Re:mmmm cores by Anonymous Coward · 2004-08-26 10:13 · Score: 2, Informative

Here you go. Works on dual-core, seperate cache chips already. (HP PA-8800)

Non-news event by doormat · 2004-08-26 10:15 · Score: 3, Informative

I've saw this article at another website earlier today, and I though this wasnt really important. Each core should have its own cache, thats exactly what a dual core chip is. Not twice as many execution units crammed into the same space, or some other funny configuration, its two seperate chips on the same die, perhaps some modifications for inter-processor communication, but thats about it. With AMD's core design, you have the physical layer only of the hypertransport bus to connect the chips, and the integrated memory controller has one or two ports to talk to memory (single/dual channel) and two ports to talk to two seperate chips. It will be interesting to see if AMD couples dual-core chips with DDR2-667 or DDR2-800, that would make the most sense, as to keep the memory controller from being the bottleneck, as opposed to the system bus on the intel side.

--
The Doormat

If you're not outraged, then you're not paying attention.
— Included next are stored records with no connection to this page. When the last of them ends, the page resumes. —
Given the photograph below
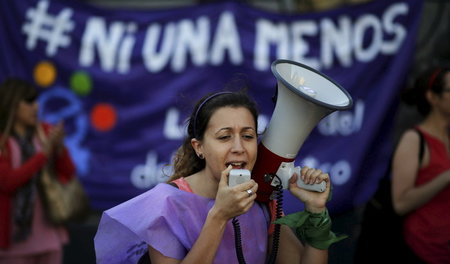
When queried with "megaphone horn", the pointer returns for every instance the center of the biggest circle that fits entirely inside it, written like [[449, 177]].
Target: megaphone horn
[[304, 97]]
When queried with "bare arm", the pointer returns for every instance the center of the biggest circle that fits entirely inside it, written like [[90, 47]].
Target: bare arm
[[405, 165], [230, 202]]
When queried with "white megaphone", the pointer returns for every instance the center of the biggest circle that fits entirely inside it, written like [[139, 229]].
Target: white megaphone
[[304, 97]]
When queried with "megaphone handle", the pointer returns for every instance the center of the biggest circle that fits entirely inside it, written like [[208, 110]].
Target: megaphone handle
[[316, 187]]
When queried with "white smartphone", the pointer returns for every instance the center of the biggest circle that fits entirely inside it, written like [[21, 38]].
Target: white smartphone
[[238, 176]]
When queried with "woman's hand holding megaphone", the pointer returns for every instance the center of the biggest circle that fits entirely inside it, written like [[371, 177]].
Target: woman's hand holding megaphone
[[315, 202]]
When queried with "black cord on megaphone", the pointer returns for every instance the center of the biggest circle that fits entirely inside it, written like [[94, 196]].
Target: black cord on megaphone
[[276, 234]]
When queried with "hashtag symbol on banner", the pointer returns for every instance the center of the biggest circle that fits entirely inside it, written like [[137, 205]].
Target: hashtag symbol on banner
[[40, 25]]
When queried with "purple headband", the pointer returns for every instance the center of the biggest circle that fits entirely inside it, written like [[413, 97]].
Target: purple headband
[[200, 107]]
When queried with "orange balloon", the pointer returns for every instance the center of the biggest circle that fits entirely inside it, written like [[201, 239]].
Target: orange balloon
[[45, 73]]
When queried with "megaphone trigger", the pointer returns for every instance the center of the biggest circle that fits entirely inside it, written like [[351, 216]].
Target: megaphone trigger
[[285, 173]]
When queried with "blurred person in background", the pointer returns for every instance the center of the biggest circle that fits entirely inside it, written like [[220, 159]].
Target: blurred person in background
[[421, 175], [25, 234]]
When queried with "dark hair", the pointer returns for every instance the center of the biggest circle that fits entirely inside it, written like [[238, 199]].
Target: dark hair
[[12, 91], [432, 80], [186, 161]]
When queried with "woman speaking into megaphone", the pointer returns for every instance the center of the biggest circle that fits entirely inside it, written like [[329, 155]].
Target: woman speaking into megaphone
[[198, 217]]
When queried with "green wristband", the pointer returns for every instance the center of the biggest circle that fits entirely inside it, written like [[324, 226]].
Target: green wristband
[[313, 229]]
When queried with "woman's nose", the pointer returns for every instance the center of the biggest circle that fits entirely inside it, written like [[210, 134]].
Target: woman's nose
[[237, 145]]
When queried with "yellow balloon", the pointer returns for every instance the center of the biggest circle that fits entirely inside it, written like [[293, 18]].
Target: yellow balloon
[[44, 73]]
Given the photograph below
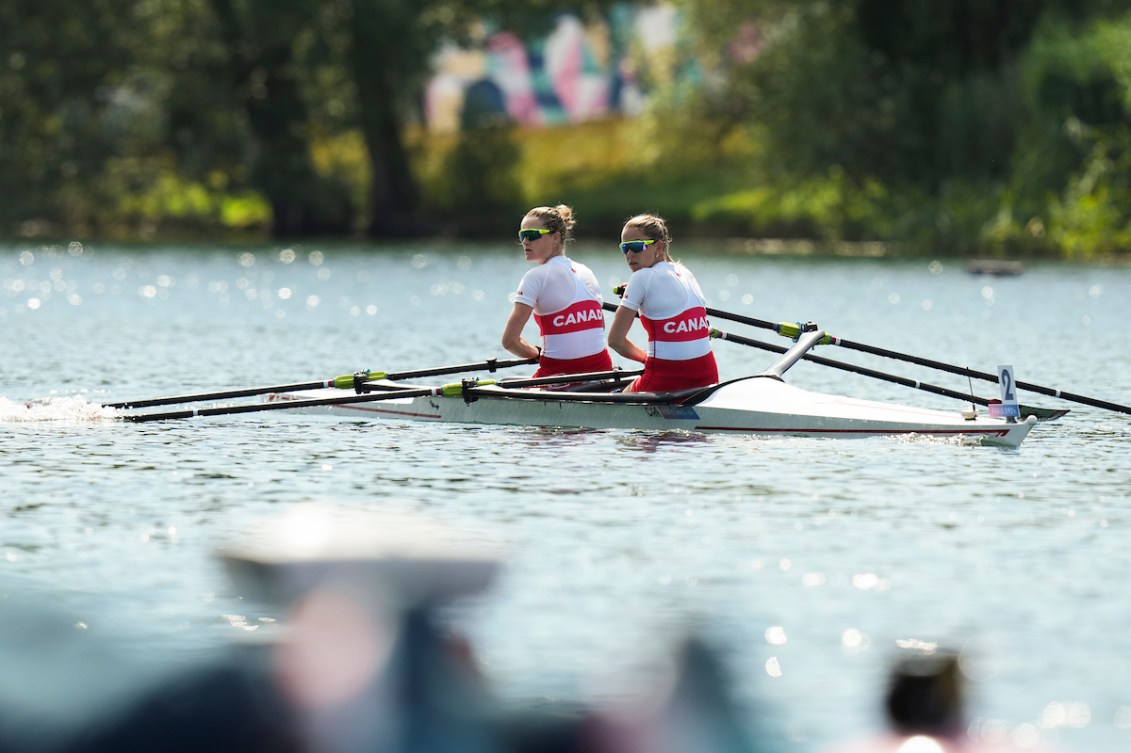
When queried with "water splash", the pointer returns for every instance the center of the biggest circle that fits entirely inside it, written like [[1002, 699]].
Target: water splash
[[74, 408]]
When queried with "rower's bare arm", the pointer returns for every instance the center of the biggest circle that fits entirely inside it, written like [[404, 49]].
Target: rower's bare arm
[[512, 335], [619, 336]]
Re:Non-news event by silas_moeckel · 2004-08-26 10:53 · Score: 2, Informative

It is better. As another poster pointed out and I'll concure unified cache is better than seperate but a lot harder to make so the first generation dual core chips will not use it. Expect the second generation to have larger unified cache.

--
No sir I dont like it.

Re:Confused by dougmc · 2004-08-26 10:16 · Score: 4, Informative

No, you're not missing the point.

The benefit is that you get two CPUs in less space. You might even be able to get two CPUs in a system designed to support only one (because it has only one slot.) And if your system already has two CPU slots, this might give you four CPUs.
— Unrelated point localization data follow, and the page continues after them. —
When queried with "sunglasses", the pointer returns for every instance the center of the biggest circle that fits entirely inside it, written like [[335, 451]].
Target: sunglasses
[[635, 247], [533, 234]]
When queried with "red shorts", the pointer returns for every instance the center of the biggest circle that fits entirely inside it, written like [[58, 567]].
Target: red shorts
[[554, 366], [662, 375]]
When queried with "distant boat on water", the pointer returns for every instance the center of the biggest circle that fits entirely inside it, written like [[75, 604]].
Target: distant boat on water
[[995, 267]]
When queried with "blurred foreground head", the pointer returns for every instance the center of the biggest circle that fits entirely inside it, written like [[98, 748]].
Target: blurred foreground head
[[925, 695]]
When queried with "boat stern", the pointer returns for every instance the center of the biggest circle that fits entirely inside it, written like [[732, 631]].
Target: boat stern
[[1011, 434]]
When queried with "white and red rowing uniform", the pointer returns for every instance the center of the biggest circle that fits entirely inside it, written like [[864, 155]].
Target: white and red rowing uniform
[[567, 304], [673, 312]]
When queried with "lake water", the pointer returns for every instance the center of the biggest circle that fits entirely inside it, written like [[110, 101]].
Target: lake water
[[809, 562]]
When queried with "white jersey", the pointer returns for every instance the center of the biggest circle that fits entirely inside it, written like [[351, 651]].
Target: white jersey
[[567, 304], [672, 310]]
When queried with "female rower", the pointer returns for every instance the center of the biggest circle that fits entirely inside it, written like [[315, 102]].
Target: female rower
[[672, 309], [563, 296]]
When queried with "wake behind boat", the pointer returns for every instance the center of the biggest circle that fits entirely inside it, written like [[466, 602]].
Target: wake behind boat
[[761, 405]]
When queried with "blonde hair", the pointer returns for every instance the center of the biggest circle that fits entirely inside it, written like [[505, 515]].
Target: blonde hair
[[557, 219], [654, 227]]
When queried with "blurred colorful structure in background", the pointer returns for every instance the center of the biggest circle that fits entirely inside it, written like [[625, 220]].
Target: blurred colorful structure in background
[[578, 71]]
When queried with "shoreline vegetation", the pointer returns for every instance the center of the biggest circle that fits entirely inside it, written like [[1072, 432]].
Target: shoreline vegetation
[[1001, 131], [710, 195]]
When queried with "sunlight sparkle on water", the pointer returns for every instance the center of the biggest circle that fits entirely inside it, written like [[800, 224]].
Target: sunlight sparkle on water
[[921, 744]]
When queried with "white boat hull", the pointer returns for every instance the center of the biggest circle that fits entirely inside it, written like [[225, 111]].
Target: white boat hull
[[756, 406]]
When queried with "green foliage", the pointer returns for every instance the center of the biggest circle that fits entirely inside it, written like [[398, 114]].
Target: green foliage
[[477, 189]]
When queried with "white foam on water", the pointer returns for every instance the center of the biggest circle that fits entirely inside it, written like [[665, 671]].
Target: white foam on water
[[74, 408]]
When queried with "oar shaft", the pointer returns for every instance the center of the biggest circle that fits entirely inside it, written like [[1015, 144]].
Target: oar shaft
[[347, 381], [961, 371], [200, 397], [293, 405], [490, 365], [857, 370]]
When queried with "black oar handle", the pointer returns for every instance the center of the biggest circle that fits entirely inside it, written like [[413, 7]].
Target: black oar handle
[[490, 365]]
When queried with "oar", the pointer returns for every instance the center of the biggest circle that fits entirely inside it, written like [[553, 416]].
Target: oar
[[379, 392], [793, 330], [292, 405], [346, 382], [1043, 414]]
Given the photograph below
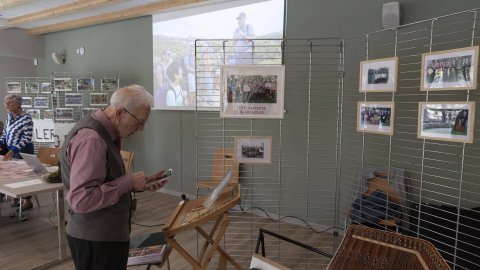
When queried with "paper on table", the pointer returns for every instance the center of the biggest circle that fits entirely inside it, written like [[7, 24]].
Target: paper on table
[[25, 183]]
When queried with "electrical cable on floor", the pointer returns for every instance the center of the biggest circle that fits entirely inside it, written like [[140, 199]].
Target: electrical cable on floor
[[52, 215], [294, 217], [145, 225]]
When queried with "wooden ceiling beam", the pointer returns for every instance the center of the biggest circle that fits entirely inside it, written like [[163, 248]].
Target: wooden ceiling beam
[[113, 16], [10, 3], [60, 10]]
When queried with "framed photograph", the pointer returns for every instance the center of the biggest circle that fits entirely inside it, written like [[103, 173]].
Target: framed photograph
[[109, 84], [14, 87], [62, 84], [64, 114], [45, 87], [254, 91], [40, 102], [48, 114], [253, 149], [86, 84], [446, 121], [379, 75], [450, 70], [98, 99], [31, 87], [73, 99], [87, 111], [26, 102], [375, 117], [35, 113]]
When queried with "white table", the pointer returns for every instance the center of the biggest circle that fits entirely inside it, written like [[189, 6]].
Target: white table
[[17, 180]]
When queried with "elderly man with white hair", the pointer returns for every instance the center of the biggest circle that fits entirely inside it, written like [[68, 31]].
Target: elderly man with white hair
[[98, 189]]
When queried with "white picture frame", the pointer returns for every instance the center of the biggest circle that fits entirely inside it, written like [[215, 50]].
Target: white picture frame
[[40, 102], [87, 111], [98, 99], [110, 84], [375, 117], [14, 87], [34, 113], [446, 121], [64, 114], [450, 69], [48, 114], [45, 87], [379, 75], [27, 102], [73, 99], [252, 91], [31, 87], [253, 149], [62, 84], [86, 84]]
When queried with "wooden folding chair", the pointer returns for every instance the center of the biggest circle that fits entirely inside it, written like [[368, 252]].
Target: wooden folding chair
[[223, 160]]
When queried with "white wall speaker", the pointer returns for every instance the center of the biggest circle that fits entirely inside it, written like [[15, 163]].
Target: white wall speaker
[[59, 58], [391, 15]]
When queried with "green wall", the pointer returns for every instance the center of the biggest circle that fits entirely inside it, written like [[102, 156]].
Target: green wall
[[125, 48], [168, 139]]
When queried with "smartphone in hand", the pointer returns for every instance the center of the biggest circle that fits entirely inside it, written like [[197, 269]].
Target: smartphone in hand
[[163, 177]]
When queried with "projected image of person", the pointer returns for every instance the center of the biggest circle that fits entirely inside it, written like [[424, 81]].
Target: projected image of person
[[206, 75], [161, 78], [188, 62], [243, 43], [175, 95]]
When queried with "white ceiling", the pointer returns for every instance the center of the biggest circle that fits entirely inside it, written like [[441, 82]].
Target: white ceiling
[[68, 14]]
It might also use less power than two CPUs, but I wouldn't hold my breath on that one.

Re:Licensing Issues? by Ianoo · 2004-08-26 10:17 · Score: 5, Informative

When hyperthreading was released, the industry had to cope with similar issues. Those of us using operating systems with artificial limits imposed on the number of possible processors used in a system had to wait for software updates to fix detection. I'm sure that the same thing will happen again, undoutedly there will be some flag in a register somewhere that identifies whether a processor is part of a dual-core chip or just a single CPU on its own. The OS or software can just read this in and work out whether there is sufficient licensing to use them.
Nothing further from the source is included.